Eye symptoms were very prominent and included retro-orbital pain persisting right through the illness and pain on lateral movement of the eyes. The conjunctivae was congested in almost all cases. There was congestion of both bulbar and palpebral conjunctivae which began about the second day and persisted well page 550 on into convalescence. There was occasionally oedema of the lids, but no true conjunctivitis was seen. Photophobia occurred in about one third of the cases. One patient developed central choroiditis with exudate.
Backache was a distressing and constant symptom, usually worst in the lumbar region and more severe during the initial period of fever than later on. The backache was associated with limb pains, especially in the region of the knees. They were not as severe as described in textbooks and would not justify the old name of ‘break-bone’ fever. In the early half of the disease about half the patients complained of abdominal pain which appeared to be muscular in origin and associated with the backache and limb pains.
Anorexia was profound in nearly all patients and was very persistent; nausea occurred in half the patients and vomiting in 20 per cent. Insomnia was a troublesome feature, especially during the first three days, and some sufferers were depressed. On the whole the depression seemed to be much less with dengue than with sandfly fever. In this group of healthy young people depression was present in only a few patients, mostly nurses.
The pyrexia was usually of the ‘saddle-back’ type with an initial fever, a short period of remission, and a secondary fever. In 96 per cent of cases the fever lasted from five to seven days. The pulse was slow throughout.
Most patients had an initial flushing of the face, ears, neck, and upper part of the trunk, but the main or secondary rash which appeared between the third and sixth days was maculo-papular, the majority being rubelliform in appearance. It was first seen on the chest and back and ulnar sides of the forearms, spreading later to the feet and legs. The ‘drawers’ area was relatively free of the eruption. The rash became petechial in 11 per cent of patients, usually over the dorsum of the feet and on the forearms. The rash usually lasted from two to five days.
General glandular enlargement was the rule and persisted long after discharge.
Careful examination of the blood throughout the disease was carried out by Captain Gatman, and a very brief summary of his principal findings were:
Total Leucocyte Count: In all cases there was a leucopenia, the lowest figures being on the fourth, fifth, and sixth days. The average count on the fifth day was 2850 per cmm. and counts as low as 900 per cmm. were observed.
Neutrophils were greatly reduced and the average segmented cell count on the fifth day was 500 per cmm. There was a steep return to normal between the seventh and twelfth days.page 551
Lymphocytes were also reduced, but not to the same extent as the neutrophils.
Plasma and Turck cells were frequently seen. Eosinophils were absent throughout the disease. Changes in the leucocytes did not bear any relation to the severity of the symptoms or to the type of temperature curve.

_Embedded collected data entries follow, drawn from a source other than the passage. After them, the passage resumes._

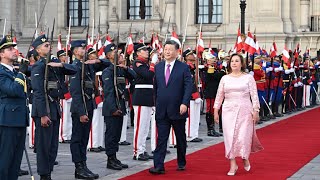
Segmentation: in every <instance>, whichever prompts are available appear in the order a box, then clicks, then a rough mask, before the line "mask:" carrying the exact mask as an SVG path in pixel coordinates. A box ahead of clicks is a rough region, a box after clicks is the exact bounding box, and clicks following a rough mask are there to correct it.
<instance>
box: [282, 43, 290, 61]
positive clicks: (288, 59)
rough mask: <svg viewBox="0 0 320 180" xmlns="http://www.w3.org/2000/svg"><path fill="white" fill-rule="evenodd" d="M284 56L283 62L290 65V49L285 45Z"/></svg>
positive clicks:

Convalescence was fairly rapid in most cases but some complained of malaise and tiredness for a considerable period.
Dengue fever, therefore, although it has no mortality and has few after-effects, can temporarily incapacitate a force with explosive suddenness. Its main danger is for troops in urban areas. It is unlikely to seriously concern a force engaged in jungle warfare or camped in rural areas.